The Conservancies of Laikipia
The most important thing happening in Kenyan safari right now is not happening in a national park. It is happening in Laikipia, a high plateau north of Mount Kenya that is not a park at all, but a patchwork of private ranches, community lands, and conservancies stitched together into one of the most quietly radical conservation experiments on the continent.
I came to Laikipia sceptical. I had read the glossy conservancy marketing and assumed it was a way to charge more money for the same game drive. I was wrong, and it took about a day to understand why. The land here is not managed as a fortress to keep wildlife in and people out. It is managed as a working landscape where cattle, wildlife, and communities share the same ground, and where the economics of conservation are made to actually add up for the people who live there.

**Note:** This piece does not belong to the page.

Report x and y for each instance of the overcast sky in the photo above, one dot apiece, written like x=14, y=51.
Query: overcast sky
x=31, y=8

Ol Pejeta Conservancy is the flagship, and it is where I spent most of my week. It is home to the last two northern white rhinos on earth - a mother and daughter, guarded around the clock, the final members of a subspecies that functional extinction has already claimed. Standing near them is one of the most sobering experiences available to a traveller anywhere. Ol Pejeta is also East Africa's largest black rhino sanctuary, and the contrast - a thriving, breeding black rhino population alongside the last flickering candle of the northern white - tells the whole story of modern conservation in a single fenced landscape.
What makes Laikipia work is the community conservancy model. The Northern Rangelands Trust, which supports a network of community-owned conservancies across northern Kenya, has demonstrated that when local communities own and profit from wildlife, they protect it. Poaching drops. Grazing is managed. The wildlife, given room and security, comes back. It is not charity. It is a functioning economy built around living animals rather than dead ones.
The wildlife viewing, almost incidentally, is superb. Because the conservancies control vehicle numbers strictly, you rarely see another car. I watched a leopard hunt at dusk with no other vehicle in sight, tracked wild dogs - one of Africa's most endangered predators - across open plains, and sat among elephants that moved through cattle country with complete ease. The African Wildlife Foundation has highlighted Laikipia as one of the last strongholds for both wild dogs and Grevy's zebra.
I spent one afternoon with a rancher whose family had run cattle here for three generations and who now ran wildlife and cattle side by side. He explained how planned grazing - moving cattle in tight herds the way wild grazers move - had regenerated grassland that decades of conventional ranching had degraded. The cattle were better for the wildlife. The wildlife was better for the cattle. It sounded like something out of a textbook, except it was happening in front of me.
Laikipia is not the Kenya of the postcards. There are no wildebeest crossings, no flamingo-pink lakes. What it offers instead is a glimpse of the future - a model of how humans and wild animals might actually share a planet. Come here after the big parks, when you are ready to think as well as look. It is the most hopeful place I have been in Kenya.